悲劇の菊姫を祭る地蔵尊【山田地蔵尊・宗像市】

※記事は2016年3月26日付本紙朝刊から。文中の年齢、肩書、名称などの情報はすべて掲載当時のものです※

 宗像支局に着任して以来、「菊姫様」にまつわる話をあちこちで聞いた。戦国時代、政争に巻き込まれた悲劇の姫。その菊姫を祭る山田地蔵尊は、緑の山々が間近に迫る田園風景の中にあった。日本の原風景といったたたずまい。四季の花と静寂に包まれる境内では、参拝のついでに花見や俳句、スケッチを楽しむ人々の姿が見られる。初夏には清流にホタルが舞うという山田地区を歩きながら、この地をめでたであろう姫に思いをはせた。

■菊姫祭る地蔵尊

 JR赤間駅から車で15分ほど。かつて宗像氏の城があった「白山城跡登山道入口」の看板の奥に石段が見えた。戦国期に宗像家のお家騒動に巻き込まれ、惨殺された菊姫と母、侍女の6人を弔う「山田地蔵尊」だ。
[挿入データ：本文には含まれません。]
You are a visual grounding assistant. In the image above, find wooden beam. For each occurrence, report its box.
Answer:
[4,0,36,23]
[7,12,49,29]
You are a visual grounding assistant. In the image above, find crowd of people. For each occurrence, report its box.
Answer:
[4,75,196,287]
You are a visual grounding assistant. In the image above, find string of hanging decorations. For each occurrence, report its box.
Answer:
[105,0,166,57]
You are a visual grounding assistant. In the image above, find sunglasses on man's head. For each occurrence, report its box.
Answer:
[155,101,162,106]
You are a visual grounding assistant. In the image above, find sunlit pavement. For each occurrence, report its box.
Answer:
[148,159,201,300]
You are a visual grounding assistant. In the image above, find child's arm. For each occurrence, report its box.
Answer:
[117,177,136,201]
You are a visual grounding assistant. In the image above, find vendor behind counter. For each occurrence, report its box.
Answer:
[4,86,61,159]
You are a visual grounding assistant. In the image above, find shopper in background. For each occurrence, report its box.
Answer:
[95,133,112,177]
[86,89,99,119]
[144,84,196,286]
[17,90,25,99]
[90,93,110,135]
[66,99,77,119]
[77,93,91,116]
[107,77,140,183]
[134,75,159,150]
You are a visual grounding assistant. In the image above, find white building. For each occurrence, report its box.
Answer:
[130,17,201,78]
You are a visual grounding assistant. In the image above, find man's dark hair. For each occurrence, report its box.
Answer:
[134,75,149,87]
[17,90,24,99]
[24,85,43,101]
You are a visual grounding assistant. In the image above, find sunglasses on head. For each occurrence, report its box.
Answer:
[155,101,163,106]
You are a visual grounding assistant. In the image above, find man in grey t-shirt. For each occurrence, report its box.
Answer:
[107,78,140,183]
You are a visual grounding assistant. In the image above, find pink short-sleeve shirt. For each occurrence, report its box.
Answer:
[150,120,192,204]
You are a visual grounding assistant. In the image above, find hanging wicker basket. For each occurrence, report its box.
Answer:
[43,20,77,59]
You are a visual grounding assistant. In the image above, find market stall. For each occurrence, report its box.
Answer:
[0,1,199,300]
 1551年、長門(山口)の大内義隆に仕えた陶晴賢が謀反を起こし、義隆は自刃した。古くから宗像一帯を治めていた宗像氏はこのころ、大内氏に属していた影響で家督争いが起きた。翌年春、山田の館で月見をしていた菊姫たちを刺客が襲う悲劇が起きた。地元では「山田事件」と呼ばれる。その後、家中で変死や病が続いたため、菊姫たちの霊をまつるために6体の地蔵が刻まれ、地蔵尊ができたという。

 「菊姫さまの話は昭和になっても伝わっていました。事件があったのは23日の夜、菊姫さまが洗髪して月を眺めていたときだったといい、私の祖母は『23日の夜に女性が髪を洗ってはいけない』と言っていました」。地域グループ「白山城址を守る会」副会長の男性(71)が話す。

 地蔵尊は今、子育ての御利益で知られる。境内はヤマザクラとモモが満開で、ソメイヨシノがほころびかけていた。